Y, en cambio, cuando analizamos las estadísticas de mortalidad de la empresa familiar, muchas veces atribuimos la responsabilidad de ésta, a problemas familiares y de relación familia-empresa. Pero en realidad deberíamos hablar de problemas derivados de la falta de comportamientos éticos en la empresa familiar.

La Wikipedia nos define la ética como “la rama de la filosofía que estudia lo correcto o equivocado del comportamiento humano. Además, tiene como centro de atención las acciones humanas y aquellos aspectos de las mismas que se relacionan con el bien, la virtud, el deber, la felicidad y la vida realizada”. “La ética estudia qué es un acto moral, cómo se justifica racionalmente un sistema moral, y cómo se ha de aplicar posteriormente a nivel individual y a nivel social. En la vida cotidiana constituye una reflexión sobre el hecho moral, es decir busca las razones que justifican la adopción de un sistema moral u otro”.

En base a la anterior definición, y a otras que se asemejan, podríamos caer en la tentación de pensar que si tenemos unos valores familiares y empresariales definidos en los que se contempla la ética, el problema de la falta de comportamientos éticos no debería presentarse. La experiencia nos demuestra que no es así.
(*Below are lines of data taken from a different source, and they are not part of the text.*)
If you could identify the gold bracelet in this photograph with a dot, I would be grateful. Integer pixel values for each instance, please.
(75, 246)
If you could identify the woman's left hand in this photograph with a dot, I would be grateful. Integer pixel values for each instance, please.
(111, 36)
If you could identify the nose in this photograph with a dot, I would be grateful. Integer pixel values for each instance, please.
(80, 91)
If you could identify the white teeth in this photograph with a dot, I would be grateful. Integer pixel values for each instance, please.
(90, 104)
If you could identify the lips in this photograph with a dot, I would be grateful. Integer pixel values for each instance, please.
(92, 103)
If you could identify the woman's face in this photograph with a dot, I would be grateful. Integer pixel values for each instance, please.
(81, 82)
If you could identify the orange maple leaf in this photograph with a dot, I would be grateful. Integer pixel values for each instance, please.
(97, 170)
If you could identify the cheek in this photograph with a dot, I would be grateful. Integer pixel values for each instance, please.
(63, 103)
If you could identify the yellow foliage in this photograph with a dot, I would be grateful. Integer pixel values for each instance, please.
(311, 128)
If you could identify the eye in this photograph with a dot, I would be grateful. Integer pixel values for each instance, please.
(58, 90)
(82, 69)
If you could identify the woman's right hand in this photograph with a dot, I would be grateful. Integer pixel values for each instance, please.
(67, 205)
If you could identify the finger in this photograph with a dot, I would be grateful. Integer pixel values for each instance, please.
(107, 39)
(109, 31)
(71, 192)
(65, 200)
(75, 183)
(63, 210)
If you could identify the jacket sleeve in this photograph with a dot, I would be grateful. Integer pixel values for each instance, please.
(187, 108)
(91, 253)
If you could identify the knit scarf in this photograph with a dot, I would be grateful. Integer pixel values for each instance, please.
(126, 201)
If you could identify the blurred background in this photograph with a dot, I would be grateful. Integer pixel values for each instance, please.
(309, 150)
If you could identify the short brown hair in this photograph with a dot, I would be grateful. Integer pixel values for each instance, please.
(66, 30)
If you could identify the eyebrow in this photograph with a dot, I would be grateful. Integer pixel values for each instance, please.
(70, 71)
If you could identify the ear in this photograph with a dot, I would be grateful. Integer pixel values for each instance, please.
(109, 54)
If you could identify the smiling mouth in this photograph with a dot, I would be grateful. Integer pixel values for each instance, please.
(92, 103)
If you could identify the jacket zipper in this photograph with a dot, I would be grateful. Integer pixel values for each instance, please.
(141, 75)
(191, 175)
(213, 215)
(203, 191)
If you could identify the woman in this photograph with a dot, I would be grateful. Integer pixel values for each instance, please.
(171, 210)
La aportación de Gallo y Melé al campo de la ética en la empresa familiar

Nosotros quisiéramos añadir a la definición de ética, una pincelada que los profesores Gallo y Melé aportan en su libro “Ética en la Empresa Familiar”. Esta definición asimila la ética con una guía para conseguir la excelencia humana, en la que tener valores es una condición necesaria pero no una condición suficiente para garantizar esta excelencia. Según Gallo y Melé además de los valores se requiere preparación, idoneidad y esfuerzo. En consecuencia, a título de ejemplo, estaríamos delante de un caso de falta de ética en la empresa familiar si se establecen reglas que tienden a igualar a los familiares que trabajan en la empresa, cuando sus cualidades, formación o dedicación no son los mismos.

Otro elemento clave para mantener el pulso de la ética controlado, es velar por el cumplimiento de todos los deberes que la familia debe cumplir (si se tiene protocolo familiar, estarán recogidos en el mismo) así como los de los directivos y colaboradores (código ético o de buenas prácticas).

Al final en la empresa familiar hay que ser honesto con uno mismo, con la familia y con la empresa. Aunque el objetivo de la empresa sea maximizar el valor para los accionistas, esto nunca podrá justificar comportamientos poco éticos.

Si tenéis tiempo para profundizar en el mundo de la ética en la empresa familiar, os recomiendo el libro que antes he apuntado de Gallo y Melé. Nos habla de familias empresarias normales, que han tenido la dimensión ética como un eje principal en su filosofía familiar y empresarial y que lo han sabido hacer bien, y sobre cómo los comportamientos éticos influyen en la continuidad de la empresa familiar.